VVD-fractieleider Klaas Dijkhoff heeft een probleem met het huidige artikel 23 in de Grondwet over de vrijheid van onderwijs. Dat zegt hij in een interview met de Telegraaf over een discussiestuk dat hij heeft geschreven. Gert Jan Segers van de ChristenUnie reageert vandaag meteen in dagblad Trouw. Hij vindt de uitlatingen van Dijkhoff ‘buitenproportioneel.’
De vrijheid van onderwijs of religie is voor VVD’er Dijkhoff niet gelijkwaardig aan ‘fundamentele vrije, liberale waarden’, zo citeert de Telegraaf hem. Hij zegt dit in het licht van de discussie over het omstreden islamitische Cornelius Haga Lyceum in Amsterdam.
Vrijheid van onderwijs
‘Te lang hebben we gezegd: hier heb je de vrijheid van onderwijs, hier heb je de vrijheid van godsdienst; doe er iets leuks mee. Maar als sommige lieden met die vrijheden aan de haal gaan, salafistische scholen opzetten, homo’s verketteren of vrouwen onderdrukken, dan moet je ingrijpen en onze vrijheden beschermen’, aldus Dijkhoff in de Telegraaf.
Hij suggereert dat artikel 23 ondergeschikt moet worden gemaakt aan artikel 1 van de Grondwet, het antidiscriminatieartikel. ‘Partijen die huiverig zijn om er iets aan te doen, zeg ik: nu heb je nog een kans om te zorgen dat het in de praktijk weer wordt zoals het was. Als je het nu niet aanpast zul je de komende jaren anders wel eens rigoureuze stappen kunnen zien.’ De VVD’er richt zich hiermee met name op het CDA, de ChristenUnie en de SGP.
‘Misbruik van vrijheid’
In dagblad Trouw van dinsdag 23 april zegt fractieleider Gert-Jan Segers van de ChristenUnie het idee van Dijkhoff ‘buitenproportioneel’ te vinden. ‘Dijkhoff wil de vrijheid waar heel veel scholen en miljoenen mensen gebruik van maken inperken en dat is niet nodig. Onterecht ook’, aldus Segers. Hij zegt het inhoudelijk wel met Dijkhoff eens te zijn dat vrijheid moet worden verdedigd: ‘Misbruik van vrijheid moet je aanpakken. Maar op deze manier zoekt hij ruzie met de verkeerde mensen.’
Christelijke coalitiedwang
De VVD liet al veel eerder, in 2010, doorschemeren voor algemene acceptatieplicht te zijn, maar de christelijke coalitiedwang was toen te sterk om dat daadwerkelijk te regelen. De liberalen weigerden destijds een PvdA-wetsvoorstel daartoe te steunen. Daardoor was er geen meerderheid in de Tweede Kamer voor.
De weigering van de VVD had te maken met het feit dat de liberalen gingen regeren met het CDA. De christendemocraten waren (en zijn nog steeds) tegen algemene acceptatieplicht.

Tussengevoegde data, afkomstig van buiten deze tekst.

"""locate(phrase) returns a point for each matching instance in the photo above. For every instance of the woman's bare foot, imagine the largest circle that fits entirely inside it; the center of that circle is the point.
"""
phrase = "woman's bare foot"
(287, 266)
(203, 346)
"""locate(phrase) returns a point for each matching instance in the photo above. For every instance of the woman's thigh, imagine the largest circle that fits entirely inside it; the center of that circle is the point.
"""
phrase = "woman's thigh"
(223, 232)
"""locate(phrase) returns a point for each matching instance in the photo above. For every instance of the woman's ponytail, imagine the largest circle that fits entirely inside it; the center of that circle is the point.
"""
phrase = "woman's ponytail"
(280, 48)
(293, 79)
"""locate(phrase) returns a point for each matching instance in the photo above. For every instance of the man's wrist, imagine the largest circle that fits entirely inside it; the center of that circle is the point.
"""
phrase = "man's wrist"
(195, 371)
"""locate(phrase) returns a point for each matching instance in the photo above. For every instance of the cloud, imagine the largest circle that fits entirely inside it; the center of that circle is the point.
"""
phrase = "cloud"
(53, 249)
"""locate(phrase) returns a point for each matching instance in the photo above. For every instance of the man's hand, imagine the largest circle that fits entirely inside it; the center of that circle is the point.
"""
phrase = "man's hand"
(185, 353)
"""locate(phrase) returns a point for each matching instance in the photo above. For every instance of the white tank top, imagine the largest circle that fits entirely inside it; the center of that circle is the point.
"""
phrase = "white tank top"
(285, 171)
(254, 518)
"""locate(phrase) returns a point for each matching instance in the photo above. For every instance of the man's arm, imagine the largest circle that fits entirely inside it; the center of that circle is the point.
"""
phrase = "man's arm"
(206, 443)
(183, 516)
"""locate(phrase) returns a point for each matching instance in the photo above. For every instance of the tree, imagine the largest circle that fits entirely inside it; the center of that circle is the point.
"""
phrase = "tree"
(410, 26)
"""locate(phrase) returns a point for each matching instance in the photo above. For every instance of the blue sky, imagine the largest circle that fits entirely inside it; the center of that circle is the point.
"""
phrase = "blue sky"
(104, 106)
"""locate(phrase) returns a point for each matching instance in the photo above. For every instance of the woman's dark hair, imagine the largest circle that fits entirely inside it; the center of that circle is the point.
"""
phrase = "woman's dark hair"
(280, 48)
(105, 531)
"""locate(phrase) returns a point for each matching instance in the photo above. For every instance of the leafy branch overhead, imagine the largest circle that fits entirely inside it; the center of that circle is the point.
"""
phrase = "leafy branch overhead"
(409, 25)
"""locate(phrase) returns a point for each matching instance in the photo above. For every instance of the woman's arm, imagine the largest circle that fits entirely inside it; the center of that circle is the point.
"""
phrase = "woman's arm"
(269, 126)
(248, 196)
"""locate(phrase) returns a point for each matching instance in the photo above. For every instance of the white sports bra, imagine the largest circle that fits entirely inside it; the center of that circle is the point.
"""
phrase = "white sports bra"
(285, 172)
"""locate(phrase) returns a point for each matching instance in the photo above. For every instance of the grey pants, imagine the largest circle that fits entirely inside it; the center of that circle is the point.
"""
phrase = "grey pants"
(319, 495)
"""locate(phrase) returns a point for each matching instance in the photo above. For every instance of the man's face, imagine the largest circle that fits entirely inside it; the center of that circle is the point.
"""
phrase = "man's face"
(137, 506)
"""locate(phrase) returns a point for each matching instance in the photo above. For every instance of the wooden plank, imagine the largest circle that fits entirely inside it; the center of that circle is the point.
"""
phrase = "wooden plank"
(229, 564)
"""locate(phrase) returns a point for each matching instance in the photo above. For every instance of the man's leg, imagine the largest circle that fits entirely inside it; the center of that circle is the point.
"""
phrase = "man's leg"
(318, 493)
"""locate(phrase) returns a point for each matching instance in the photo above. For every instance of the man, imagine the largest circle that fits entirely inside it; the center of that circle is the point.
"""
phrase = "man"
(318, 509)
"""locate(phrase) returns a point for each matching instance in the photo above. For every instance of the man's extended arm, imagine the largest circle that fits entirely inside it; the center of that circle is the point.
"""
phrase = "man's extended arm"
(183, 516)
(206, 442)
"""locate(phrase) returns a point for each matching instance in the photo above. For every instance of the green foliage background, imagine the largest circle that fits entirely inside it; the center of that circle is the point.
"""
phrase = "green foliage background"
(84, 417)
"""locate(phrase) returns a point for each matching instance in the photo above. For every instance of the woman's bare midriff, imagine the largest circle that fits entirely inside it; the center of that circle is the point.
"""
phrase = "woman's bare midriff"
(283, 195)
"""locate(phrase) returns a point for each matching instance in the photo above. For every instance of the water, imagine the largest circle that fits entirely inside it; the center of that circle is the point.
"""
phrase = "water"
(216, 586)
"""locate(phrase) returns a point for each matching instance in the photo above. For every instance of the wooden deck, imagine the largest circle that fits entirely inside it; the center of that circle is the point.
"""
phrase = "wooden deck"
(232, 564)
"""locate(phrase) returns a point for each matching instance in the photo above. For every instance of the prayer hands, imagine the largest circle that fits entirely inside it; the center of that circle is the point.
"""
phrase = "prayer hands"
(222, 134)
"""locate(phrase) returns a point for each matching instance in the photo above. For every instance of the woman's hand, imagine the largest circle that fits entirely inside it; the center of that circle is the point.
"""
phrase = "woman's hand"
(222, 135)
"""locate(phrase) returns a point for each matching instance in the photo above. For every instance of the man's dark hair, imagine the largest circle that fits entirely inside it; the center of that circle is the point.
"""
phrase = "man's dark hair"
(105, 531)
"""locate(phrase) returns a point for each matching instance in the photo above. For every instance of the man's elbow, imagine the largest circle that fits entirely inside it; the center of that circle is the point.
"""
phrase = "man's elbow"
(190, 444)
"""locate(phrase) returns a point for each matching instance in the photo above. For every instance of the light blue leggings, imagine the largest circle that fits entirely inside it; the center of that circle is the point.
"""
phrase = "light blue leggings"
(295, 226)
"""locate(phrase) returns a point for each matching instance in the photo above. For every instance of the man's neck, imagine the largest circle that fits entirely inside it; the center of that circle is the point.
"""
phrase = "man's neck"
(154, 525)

Dat heeft te maken met de christelijke achterban. Een deel van de christelijke scholen hecht nog steeds zeer aan de wettelijke mogelijkheid om leerlingen op grond van de religieuze uitgangspunten te weigeren.
Slob ‘hogelijk verbaasd’
Toenmalig Tweede Kamerlid en de huidige ChristenUnie-onderwijsminister Arie Slob liet in 2010 weten dat hij ‘hogelijk verbaasd’ was over het wetsvoorstel voor algemene acceptatieplicht. Volgens hem gebeurt het bijna nooit dat leerlingen worden geweigerd.
Het is maar de vraag of de VVD onder leiding van Dijkhoff (die in 2010 nog niet in de Tweede Kamer zat) wel zal volhouden nu het over een modernisering van artikel 23 gaat. De liberalen zitten immers weer in een regering met het CDA en dit keer bovendien met de ChristenUnie.
De SGP sprak destijds van ‘een bom onder de vrijheid van onderwijs’ en die partij is voor de VVD vaak een laatste strohalm om dingen gedaan te krijgen. Het is een niet geheel onlogische gedachte dat de bereidheid van de SGP om de VVD te steunen, zal afnemen als de liberalen gaan hameren op modernisering van artikel 23.